2. Relative ordering: an <ordering> element within the web-fragment.xml. a. A web-fragment.xml may have an <ordering>
element. If so, this element must contain zero or one <before>
element and zero or one <after> element. The meaning of these elements
is explained below.
So, in my case, I had two options:
- Stick with version 2.5 : This works well on Tomcat 6 and 7, but is only moving problems to the future.
Migrate to version 3.0 of the spec and adjust my deployment descriptor accordingly:
- Update the version and schema in the web-app element, of course:
<web-app xmlns="http://java.sun.com/xml/ns/javaee" xmlns:xsi="http://www.w3.org/2001/XMLSchema-instance"

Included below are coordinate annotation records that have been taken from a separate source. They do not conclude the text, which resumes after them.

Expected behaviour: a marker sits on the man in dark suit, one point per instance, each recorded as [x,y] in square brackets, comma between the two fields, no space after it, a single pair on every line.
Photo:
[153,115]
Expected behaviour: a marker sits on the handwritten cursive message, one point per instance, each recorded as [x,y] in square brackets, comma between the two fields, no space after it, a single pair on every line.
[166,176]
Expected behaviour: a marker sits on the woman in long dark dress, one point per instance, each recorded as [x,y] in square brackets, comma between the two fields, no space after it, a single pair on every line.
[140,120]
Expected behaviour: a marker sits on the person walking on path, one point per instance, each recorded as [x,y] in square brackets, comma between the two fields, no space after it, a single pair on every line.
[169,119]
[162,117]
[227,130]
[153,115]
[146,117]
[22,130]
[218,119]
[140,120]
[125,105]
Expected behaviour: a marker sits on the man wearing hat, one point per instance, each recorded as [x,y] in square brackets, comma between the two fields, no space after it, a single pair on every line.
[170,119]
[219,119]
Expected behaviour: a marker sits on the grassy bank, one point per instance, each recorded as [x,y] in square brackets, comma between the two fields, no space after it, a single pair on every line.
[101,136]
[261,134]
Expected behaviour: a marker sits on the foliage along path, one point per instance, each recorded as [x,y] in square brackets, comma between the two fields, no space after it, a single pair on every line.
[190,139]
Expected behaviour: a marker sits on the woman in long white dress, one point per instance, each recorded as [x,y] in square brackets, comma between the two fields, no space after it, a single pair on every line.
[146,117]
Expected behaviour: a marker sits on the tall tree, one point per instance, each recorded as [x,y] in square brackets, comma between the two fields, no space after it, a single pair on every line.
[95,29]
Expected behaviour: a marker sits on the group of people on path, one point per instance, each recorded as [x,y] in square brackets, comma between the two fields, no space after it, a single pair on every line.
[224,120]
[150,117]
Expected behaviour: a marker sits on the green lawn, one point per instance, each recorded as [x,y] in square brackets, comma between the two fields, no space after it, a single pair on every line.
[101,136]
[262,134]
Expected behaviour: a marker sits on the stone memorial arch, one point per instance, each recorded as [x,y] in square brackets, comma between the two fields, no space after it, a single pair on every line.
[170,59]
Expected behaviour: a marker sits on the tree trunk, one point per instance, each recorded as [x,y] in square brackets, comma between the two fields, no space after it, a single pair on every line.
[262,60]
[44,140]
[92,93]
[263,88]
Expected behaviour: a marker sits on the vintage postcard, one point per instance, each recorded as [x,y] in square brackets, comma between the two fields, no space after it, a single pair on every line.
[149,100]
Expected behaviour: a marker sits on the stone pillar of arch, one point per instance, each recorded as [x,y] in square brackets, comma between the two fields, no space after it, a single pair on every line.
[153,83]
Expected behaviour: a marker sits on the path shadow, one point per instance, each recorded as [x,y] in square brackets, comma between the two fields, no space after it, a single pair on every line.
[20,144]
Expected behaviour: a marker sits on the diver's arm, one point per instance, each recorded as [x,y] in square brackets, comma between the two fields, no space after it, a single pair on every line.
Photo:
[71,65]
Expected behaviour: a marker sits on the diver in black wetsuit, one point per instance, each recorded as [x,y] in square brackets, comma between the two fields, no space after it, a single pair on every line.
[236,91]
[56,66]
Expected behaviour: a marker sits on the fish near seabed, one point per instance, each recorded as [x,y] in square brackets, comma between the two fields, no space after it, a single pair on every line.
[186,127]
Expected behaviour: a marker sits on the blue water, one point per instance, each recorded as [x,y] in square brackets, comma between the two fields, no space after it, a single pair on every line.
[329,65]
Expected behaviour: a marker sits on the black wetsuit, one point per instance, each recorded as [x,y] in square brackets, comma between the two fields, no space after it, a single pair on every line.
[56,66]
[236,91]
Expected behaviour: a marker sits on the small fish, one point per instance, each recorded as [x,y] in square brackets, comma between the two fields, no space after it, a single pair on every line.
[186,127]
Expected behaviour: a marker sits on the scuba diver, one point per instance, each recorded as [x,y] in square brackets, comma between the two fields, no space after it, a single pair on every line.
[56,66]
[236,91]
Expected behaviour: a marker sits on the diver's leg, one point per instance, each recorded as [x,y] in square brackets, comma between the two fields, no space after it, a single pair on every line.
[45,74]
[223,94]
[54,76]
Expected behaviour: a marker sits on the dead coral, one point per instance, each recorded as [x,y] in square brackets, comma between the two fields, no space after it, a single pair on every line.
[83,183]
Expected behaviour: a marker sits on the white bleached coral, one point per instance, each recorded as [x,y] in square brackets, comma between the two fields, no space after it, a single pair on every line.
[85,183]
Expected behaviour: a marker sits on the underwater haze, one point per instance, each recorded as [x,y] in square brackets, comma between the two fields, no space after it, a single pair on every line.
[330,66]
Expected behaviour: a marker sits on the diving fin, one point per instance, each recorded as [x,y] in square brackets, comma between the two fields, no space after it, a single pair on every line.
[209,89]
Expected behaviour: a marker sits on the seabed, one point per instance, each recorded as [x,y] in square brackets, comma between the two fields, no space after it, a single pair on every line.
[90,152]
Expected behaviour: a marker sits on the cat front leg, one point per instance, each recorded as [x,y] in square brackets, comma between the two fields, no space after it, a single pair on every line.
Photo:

xsi:schemaLocation="http://java.sun.com/xml/ns/javaee http://java.sun.com/xml/ns/javaee/web-app_3_0.xsd"
version="3.0">
- Adding a <absolute-ordering> element that defines the order in which the listeners should be processed:
<absolute-ordering> <name>bootstrap</name><name>ws</name><others/></absolute-ordering>
<listener id="bootstrap">
<listener-class>lu.estiedi.ws.WebAppBootstrap</listener-class>
</listener>
<listener id="ws">
<listener-class>com.sun.xml.ws.transport.http.servlet.WSServletContextListener</listener-class>
</listener>
Note the <others/> element : if it's not present, then the listeners that are not named will not be processed.
EDIT:
This doesn't actually solve the problem.
It went away yesterday at home, but this morning at work the solution didn't work. :-(
It looks like Metro is using a service provider ServletContainerInitializer, which are called before the Listeners.
If this is the way it's supposed to work, then the PosConstruct method is always called before the contextInitialized on Listeners.
Where do we initialise our application then, before the web services are created?